### Strategies I use for True / False Questions in Logic

When faced with a ** True False ** question, I
think of a few different stategies:
Translate the words back towards the definitions: take the words (or symbols) used in the statement and put down more basic ones.
For example:

\Gamma is SD-consistent
becomes
\Gamma is not SD-inconsistent;
which becomes

we cannot derive both \alpha and \not \alpha
for the original set \Gamma.
Or

\Gamma |= \beta
becomes

If a tva \tau |= \Gamma then \tau |= \beta
Getting down these alternate forms lets you consider the following strategies (and is probably indispensible for the third and fourth strategy, since it makes more 'logical connectives' appear).
Think of an example. Take one or two letters, write down
some formulae or sets which have the properties being described.
This helps me see what is being talked about. Many times
this is enough to let me see what happens in other situations,
and the words applied to the example can be rewritten
as a general argument. Of course, an example is only a complete answer when the 'unviersal' statement is false and we are looking for a counter-example.
Once I have the sentence in a general form, I consider
the same strategies I would use in SD+.

For example:

Given a sentence \alpha -> ¬ \beta,

I write down the sentence \beta -> ¬ \alpha

[Using the informal versions of Transposition and Double Negation.]
Basically I use any changes of appearance which make things easier
for * me * to think with. It is suprising how much of what we do
in logic, in algebra, in calculus etc. is based on * how things appear*, not on what * they mean * (in words).
If I was starting to get confused about the words in the previous strategy, I would consider a pseudo-translation: some semiformal version using logically symbols, maybe quantifiers etc. (see chapter 6). I would then 'see' strategies from SD+ (and PD+ when we get there) which would work. For example, if it became clear that I was trying to 'prove' a negative statement, I would consider a proof by contradiction. This is the same strategy I use in SD when I face a conclusion of the appearance ¬ \beta and investigate ¬ E as the final rule.
In general, we are looking for stategies in logic. Our claim has been that the rules of SD, SD+ (and the rules coming up for PD, PD+) capture strategies logical people use all the time. If they still seem strange to you in natural language, then work back and forth between the language and the formal systems. As Ganong said in his advice in preparing for Test 1, it is best if you feel all these methods as propoer and fitting. They are the best way we know to handle 'truth' and not lose it along the way!

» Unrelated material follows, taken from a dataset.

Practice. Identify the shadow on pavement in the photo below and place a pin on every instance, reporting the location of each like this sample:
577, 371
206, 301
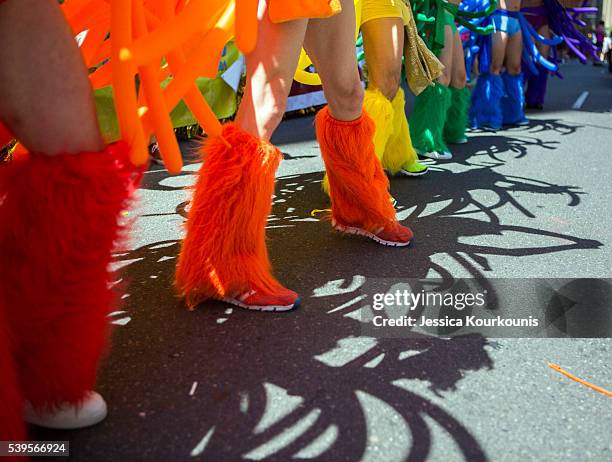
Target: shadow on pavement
305, 384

It is sometimes strange how the same methods handle 'falseness' - an inconsistent set of premises does validly entail any given wff as a conclusion.
In the same spirit, given an contradiction, we have a little 'four line game'
which will derive any given wff from the contradiction. One goal is that this becomes 'natural' to you, in this course but also in all your other courses.

I understand that for many of you this way of handling 'falseness' is not what you believed at age 7. [That has become my definition of 'common sense' for most people.] Given this fact, it does take substantial effort, playing around with the possibilities, to change you deep reactions. One of the goals of this course is to have you face these issues and be sure that you future reactions reflect this more precise logic.